Unlike private home inspectors hired during purchases, to negotiate repairs, municipal-inspection Permits enforce fire-life Safety, building codes, and not supposed to pass if license violations exist. For cities that will allow it, the typical legal disclosures and warnings that must be acknowledged before Permits are granted to Owner Builders are shown below.

[   ] I understand a frequent practice of unlicensed persons is to have the property owner obtain an “Owner-Builder” building permit that erroneously implies no liability or serious financial risk exists for injuries sustained by an unlicensed person, their employees working on my property, or voiding my homeowner’s insurance due to their illegal activity.
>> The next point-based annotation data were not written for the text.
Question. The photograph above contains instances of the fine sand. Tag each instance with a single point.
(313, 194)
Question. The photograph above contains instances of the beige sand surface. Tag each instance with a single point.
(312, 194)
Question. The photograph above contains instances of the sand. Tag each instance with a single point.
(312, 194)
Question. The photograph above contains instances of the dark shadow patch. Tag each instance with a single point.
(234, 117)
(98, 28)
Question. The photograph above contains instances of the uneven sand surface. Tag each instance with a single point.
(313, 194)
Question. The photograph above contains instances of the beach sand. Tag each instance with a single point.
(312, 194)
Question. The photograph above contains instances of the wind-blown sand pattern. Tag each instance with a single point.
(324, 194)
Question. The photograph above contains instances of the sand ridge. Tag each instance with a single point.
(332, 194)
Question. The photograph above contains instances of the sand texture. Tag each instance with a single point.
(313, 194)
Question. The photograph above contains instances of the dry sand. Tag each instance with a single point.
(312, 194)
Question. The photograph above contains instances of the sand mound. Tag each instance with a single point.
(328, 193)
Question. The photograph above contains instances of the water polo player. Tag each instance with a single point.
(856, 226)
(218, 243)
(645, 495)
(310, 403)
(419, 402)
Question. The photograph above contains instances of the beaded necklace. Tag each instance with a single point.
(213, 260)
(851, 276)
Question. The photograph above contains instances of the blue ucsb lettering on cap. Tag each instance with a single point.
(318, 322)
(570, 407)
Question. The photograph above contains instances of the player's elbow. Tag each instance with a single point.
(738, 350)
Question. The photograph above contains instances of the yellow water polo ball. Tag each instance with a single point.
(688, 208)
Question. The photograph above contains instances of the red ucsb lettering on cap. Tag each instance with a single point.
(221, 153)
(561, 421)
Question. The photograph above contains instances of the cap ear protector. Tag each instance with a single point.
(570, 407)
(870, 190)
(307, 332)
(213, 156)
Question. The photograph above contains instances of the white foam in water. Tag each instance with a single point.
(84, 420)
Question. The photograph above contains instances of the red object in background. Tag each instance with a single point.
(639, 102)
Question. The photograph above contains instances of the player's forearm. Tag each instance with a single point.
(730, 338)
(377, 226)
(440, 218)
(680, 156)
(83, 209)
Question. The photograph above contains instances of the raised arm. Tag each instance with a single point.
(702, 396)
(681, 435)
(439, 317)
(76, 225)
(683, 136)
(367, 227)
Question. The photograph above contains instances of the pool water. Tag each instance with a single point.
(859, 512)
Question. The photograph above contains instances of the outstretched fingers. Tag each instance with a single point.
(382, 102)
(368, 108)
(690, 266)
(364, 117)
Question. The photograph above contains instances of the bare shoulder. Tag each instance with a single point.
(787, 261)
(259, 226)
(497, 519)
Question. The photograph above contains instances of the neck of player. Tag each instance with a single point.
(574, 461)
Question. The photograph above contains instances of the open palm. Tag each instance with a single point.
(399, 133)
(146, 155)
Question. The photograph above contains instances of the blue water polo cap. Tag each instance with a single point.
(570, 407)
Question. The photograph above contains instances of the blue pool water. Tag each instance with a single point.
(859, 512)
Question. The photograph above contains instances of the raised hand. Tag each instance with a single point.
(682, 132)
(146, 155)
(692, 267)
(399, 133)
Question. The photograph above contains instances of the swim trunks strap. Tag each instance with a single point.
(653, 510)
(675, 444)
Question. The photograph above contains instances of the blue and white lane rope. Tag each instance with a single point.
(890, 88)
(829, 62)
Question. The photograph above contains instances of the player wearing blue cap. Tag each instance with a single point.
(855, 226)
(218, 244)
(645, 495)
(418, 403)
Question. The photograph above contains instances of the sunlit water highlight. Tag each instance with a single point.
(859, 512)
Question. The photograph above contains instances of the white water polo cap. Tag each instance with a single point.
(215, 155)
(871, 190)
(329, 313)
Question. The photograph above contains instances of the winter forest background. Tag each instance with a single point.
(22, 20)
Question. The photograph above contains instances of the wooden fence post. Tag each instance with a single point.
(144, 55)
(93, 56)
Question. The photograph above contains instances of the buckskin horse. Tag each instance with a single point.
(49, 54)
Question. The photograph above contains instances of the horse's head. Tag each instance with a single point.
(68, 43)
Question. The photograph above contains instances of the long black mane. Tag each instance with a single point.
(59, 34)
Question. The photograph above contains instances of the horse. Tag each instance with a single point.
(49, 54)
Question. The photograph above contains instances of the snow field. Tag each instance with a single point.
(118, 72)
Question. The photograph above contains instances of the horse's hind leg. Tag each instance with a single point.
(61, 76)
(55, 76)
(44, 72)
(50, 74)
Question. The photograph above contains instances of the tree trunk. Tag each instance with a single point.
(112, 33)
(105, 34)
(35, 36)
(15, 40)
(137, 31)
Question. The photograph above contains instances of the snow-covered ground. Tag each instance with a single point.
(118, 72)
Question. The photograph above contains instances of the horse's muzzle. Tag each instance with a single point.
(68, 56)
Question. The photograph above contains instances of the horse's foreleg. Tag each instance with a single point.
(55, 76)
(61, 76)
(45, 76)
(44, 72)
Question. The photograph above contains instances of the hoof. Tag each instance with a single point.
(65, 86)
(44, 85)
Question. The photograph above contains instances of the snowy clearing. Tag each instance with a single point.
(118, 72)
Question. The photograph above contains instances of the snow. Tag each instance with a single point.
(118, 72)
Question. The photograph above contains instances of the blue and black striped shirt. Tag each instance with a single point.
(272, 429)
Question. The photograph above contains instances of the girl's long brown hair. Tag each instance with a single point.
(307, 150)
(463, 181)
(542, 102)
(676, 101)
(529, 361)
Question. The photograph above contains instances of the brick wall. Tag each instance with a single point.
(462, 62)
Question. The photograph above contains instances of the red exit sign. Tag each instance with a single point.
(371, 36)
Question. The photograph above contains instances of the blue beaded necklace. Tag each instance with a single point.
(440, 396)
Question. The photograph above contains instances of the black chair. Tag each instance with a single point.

I willfully act as Owner-Builder, aware of insurance limits for worker injuries on my property.

[   ] I certify that, in the performance of the work for which a permit is issued, I shall not employ any person in any manner so as to become subject to the workers’ compensation laws of California, and agree that, if I should become subject to the workers’ compensation provisions of Section 3700 of the Labor Code, I shall forthwith comply with those provisions.

[   ] I understand if I employ or otherwise engage any persons, other than California licensed Contractors, and the total value of my construction is at least five hundred dollars ($500), including labor and materials, I may be considered an “employer;” subject to withholding payroll taxes, provide workers’ compensation insurance, and contribute to unemployment compensation for each “employee.”


Summary of the Law

No projects over $500. are legal in CA with unlicensed contractors, and property insurance can void any associated claims.

Helpers hired by contractors are never covered by property insurances, since Workers Comp. is compelled by law, and property insurance can void any associated claims.

In 2016 the State License Board (CSLB) clarified checking a license number would show over 50% of all licensees have filed WC exemptions, for work not practical without employees.  To deal with this industry practice of workers’ compensation (WC) insurance fraud, a new law grants CSLB representatives the authority to issue citations, without a peace officer, or district attorney, presumably during SWIFT sting operations.  (CLC Newsletter, Winter 2015-16)

Case precedence shows that courts consider how property owners screen contractors for proof of required Workers-Comp. insurances, before determining who is liable for worker-injury claims and damages.

The industry mandate to pass inspection fails to avoid other legal grounds for property insurance to deny claims.  The best leverage for property owners attempting renovations or remodel is proof of Workmans Comp Insurance, and a Certificate of Additionally Insured from the contractors General liability policy.


Permit-Transfer Procedures

Owners may wish to remove a contractor after discovering a registered sex offender in your home, fake credentials or bonds, credit risk or bankruptcy, over billing, illegal labor, or after realizing the helpers wiring methods could burn down the building. 

During the Permit process, consumers are advised to weed out credit risks, corporate name changes, fraudulent license numbers or bonding, enforce down-payment limits, escrow accounts, and lien releases after each phase of the project. See Rebuilding After a Natural Disaster Video produced for the Contractors State License Board (CSLB)

Failure to get 3 bids while screening contractors may result in finishing a project with alternate bidders.  If anyone is willing to assume the leftover mess, a proper exorcism of the previous contractor’s building Permit will be needed, perhaps with proof of contract breach.